Who would you most want to thank for your success? My parents. My mom for being an amazing example of how to be a successful woman in business and for being someone who always takes the high road. My dad for supporting me no matter what and for always pushing me to think better of myself.
In one sentence, how would you like your peers to remember you? As someone who is willing to step up, take responsibility, and is never a bystander.
Favorite book: I have so many favorite books! My recent favorites are The Martian, Maus, and A Man Called Ove.
Favorite movie or television show: Parks and Recreation is wonderful. I also just started watching 30 Rock and identify perhaps a little bit too closely with Liz Lemon.
Favorite musical performer: Allman Brothers – So many memories of sing-a-longs on road trips as a kid.
Favorite vacation spot: Alta, Utah – I grew up having family reunions there and had the best time exploring some of the most beautiful terrain in the US.
Hobbies? Reading, Ultimate Frisbee, and making dinner with my significant other
What made Lydia such an invaluable addition to the class of 2017?
“On the very first day of orientation, I do an opening presentation to new MBA students.At the end of my presentation, I ask any student who plans to be a leader in the program to come down to the front of the room.Then I take a picture of the group and tell them I will watch for each of them to demonstrate that commitment later. Unforgettably as soon as I finished the invitation in 2015, Lydia was racing to the front of the room. Lydia’s bounding determination and eagerness to lead and contribute to the program has not flagged since that day. Regardless of the task or the need, Lydia is invariably the first to step up to help classmates or help the school in small ways or big ways.
Of course, there are students who may push others out of the way to be lead, but that is not her style. If someone else has a project, Lydia is the first person to say, “How can I help you?” Lydia is the leader or an important student officer in multiple student organizations.
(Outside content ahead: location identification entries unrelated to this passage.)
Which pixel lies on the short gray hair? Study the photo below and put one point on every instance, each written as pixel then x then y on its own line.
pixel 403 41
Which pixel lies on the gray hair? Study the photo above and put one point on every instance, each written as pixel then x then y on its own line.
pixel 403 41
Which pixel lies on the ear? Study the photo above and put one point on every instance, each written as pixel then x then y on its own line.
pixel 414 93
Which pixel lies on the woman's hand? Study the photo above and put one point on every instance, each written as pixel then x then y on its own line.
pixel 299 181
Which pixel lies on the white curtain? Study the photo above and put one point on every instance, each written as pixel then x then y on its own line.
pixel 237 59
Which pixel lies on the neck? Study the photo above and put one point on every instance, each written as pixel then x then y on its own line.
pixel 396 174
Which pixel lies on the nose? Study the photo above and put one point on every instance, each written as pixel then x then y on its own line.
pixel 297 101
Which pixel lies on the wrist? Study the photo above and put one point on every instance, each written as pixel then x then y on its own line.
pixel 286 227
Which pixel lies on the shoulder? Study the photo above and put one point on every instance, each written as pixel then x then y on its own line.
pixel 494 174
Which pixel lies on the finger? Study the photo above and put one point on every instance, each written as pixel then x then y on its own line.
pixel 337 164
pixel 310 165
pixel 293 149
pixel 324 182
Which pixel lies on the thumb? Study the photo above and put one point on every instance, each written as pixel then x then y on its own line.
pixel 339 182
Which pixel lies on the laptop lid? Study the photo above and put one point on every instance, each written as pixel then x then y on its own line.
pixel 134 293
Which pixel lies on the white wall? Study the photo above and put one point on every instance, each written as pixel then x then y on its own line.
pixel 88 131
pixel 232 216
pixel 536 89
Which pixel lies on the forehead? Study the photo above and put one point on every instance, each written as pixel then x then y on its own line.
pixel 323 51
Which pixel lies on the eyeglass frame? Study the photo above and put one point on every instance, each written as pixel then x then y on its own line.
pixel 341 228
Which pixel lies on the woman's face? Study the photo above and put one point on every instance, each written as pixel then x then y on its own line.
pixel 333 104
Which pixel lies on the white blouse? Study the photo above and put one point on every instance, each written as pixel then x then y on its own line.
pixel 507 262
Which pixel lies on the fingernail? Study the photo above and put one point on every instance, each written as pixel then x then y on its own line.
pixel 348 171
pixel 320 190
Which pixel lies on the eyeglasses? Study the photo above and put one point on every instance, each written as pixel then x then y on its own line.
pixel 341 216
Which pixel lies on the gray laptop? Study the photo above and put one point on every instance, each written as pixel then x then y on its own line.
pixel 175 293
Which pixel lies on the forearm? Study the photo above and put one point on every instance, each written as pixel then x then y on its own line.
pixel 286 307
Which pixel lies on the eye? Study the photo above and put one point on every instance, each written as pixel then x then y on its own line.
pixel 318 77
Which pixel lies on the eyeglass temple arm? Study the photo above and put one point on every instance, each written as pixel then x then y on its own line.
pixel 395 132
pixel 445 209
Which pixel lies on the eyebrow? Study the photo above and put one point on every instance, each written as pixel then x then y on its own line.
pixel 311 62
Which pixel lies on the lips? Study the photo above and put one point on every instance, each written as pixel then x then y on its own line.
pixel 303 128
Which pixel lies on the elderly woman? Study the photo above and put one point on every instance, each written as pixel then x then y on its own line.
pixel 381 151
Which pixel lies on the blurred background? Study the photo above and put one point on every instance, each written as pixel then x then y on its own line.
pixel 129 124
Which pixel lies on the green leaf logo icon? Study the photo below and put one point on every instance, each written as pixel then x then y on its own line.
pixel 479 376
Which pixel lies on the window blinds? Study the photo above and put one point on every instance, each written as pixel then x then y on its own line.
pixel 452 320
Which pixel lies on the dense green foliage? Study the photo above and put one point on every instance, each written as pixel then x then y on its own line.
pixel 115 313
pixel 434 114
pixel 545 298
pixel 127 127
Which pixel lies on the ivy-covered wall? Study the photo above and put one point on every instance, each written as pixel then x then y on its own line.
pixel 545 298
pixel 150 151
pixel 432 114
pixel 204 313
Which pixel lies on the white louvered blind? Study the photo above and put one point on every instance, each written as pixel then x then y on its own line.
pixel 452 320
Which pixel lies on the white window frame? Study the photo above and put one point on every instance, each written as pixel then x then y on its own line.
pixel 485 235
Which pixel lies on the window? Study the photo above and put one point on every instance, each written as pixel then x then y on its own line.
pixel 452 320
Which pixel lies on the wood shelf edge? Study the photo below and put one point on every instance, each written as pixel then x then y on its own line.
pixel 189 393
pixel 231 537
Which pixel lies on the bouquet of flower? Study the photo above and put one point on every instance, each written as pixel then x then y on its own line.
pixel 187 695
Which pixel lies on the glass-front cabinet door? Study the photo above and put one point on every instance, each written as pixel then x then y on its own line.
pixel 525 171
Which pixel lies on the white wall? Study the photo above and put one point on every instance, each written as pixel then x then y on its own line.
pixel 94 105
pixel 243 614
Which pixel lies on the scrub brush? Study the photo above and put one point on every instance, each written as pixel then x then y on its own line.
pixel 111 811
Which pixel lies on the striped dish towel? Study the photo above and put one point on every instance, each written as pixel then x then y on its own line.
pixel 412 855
In every case, she has things planned well in advance, other students have been consulted and involved in the process, and the activities run successfully. Further, her insights are valued by many because she is able to communicate both compliments and suggestions for improvement with deep thoughtfulness and tact. I have watched Lydia in meetings with other students, faculty, alumni, company executives and our dean. All of them appreciate her intelligence and her ability to discuss the different perspectives of people in ways that facilitate mutual understanding and bring people to agreement on ways to move forward together.”